Chemical synthesis connecting prebiological to protobiological evolution can be seen as a concrete instance of temperature dynamics proceeding on our Earth. Temperature dynamics of a contextual character makes each quantum of quantum-mechanical origin to act as an agency measuring the context under which it is placed. Temperature is about the interface between a quantum as an almost completely coherent context internally and one more larger context comprising the smaller contexts of quantum-mechanical origin moving almost completely randomly. Consequently, temperature dynamics is an interfaceology between two-tiered contexts of different scales. The outer larger context determining the temperature of the collection of the smaller inner contexts is almost completely incoherent in the movement of the inner contexts, while each inner context is almost completely coherent internally. However, the two contexts of different scales are not mutually independent. The outer context determining the temperature of the inner contexts is constantly subject to the fastest response to changes in the ambient temperature. When the outer context is affected by changes in the temperature of the surroundings, the target outer context may be able to respond to the changes faster by modifying the inner contexts of quantum-mechanical origin as seen in nucleosynthesis in supernovea explosions. If this is the case, the inner contexts thus modified can be stabilized within the perturbed outer context.

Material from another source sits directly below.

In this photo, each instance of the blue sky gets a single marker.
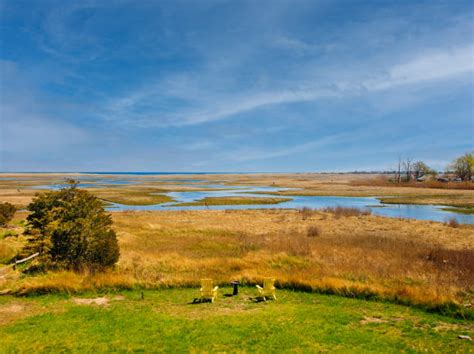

Material transformation due to the occurrence of temperature differences can of course be perceived within the operation of the first law of thermodynamics in terms of thermodynamic entropy if the entropy is definable. When a material body contacts with two heat sources at different temperatures under its stationary condition, the heat flow entering from the source at the higher temperature comes to equilibrate with the heat flow leaving the body into the source at the lower temperature. Since the heat flow is equal to the temperature multiplied by the entropy difference at the contact between the two bodies, the stationary condition yields that the material body contacting with two heat sources at different temperatures can decrease its entropy. This decrease of entropy being in accord with the operation of the first law of thermodynamics is certainly legitimate, but limited in that entropy is no more than an extensive quantity derived from a given context. Entropy, once defined legitimately, cannot affect the context that has been responsible for defining itself. Entropy, though legitimate, is not competent enough to assume the role of influencing the two-tiered contexts. This is exactly the place where temperature dynamics enters as claiming its own legitimacy upon the ground that temperature can be definable at least operationally insofar as it is measurable.

Temperature dynamics as an interfaceology having the capacity of connecting between quantum mechanics and biology is unique in appreciating the construction of whatever contexts in a bottom up manner. What is intrinsic to the interfaceology is the observation that any contextual constituent of material origin has the capacity of measuring or observing its outside from within. That is internal measurement (Matsuno, 1985, 1989).